Savali wrote, “(President Obama) chose to instead unnecessarily conflate (Trayvon’s) brutal killing with the ‘disproportionate’ number of black men involved in ‘criminal activities and violence’.
She went on to write that Obama took a “play from the rule book of every racist pundit” who suggested that Martin was a “teen thug with a history of bad behavior”.
That from an Obama supporter because the President said, “We all know that young African-American men disproportionately have involvement in criminal activities and violence…”
The writer continues: “… (Obama’s) flippant statement about Trayvon’s presumed character and his stereotypical assessment of the black community beg the question:
What in the hell does the slaying of an unarmed black child have to do with black criminality?”
Those words of anger were followed by this statement: “It is no easy feat to come across as both cowardly and concerned at the same time.”
Savali concluded: “After watching President Obama’s appearance on Leno, I’m extremely pleased that I held my applause after his “eloquent” impromptu speech on Trayvon Martin last month.

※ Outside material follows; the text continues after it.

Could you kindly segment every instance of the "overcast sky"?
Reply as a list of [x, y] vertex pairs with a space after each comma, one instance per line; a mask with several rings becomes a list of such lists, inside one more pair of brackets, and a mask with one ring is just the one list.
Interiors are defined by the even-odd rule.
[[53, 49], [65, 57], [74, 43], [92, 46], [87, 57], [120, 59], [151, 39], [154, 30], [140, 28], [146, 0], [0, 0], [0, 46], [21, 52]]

Deep down I knew that something he said — or didn’t say — down the road would prove he didn’t deserve it.”
So what do we take from this?
For all the Trayvon Martin “likeness” that President Obama put on the nation during the trial and after the verdict … for all his efforts to “shame” whites into accepting that Trayvon’s death was wrong — Obama is learning that bigotry is a two-way street … and maybe beginning to learn it for the first time.
In the South, there’s a saying, You know that you are wrong … when your own dog bites you.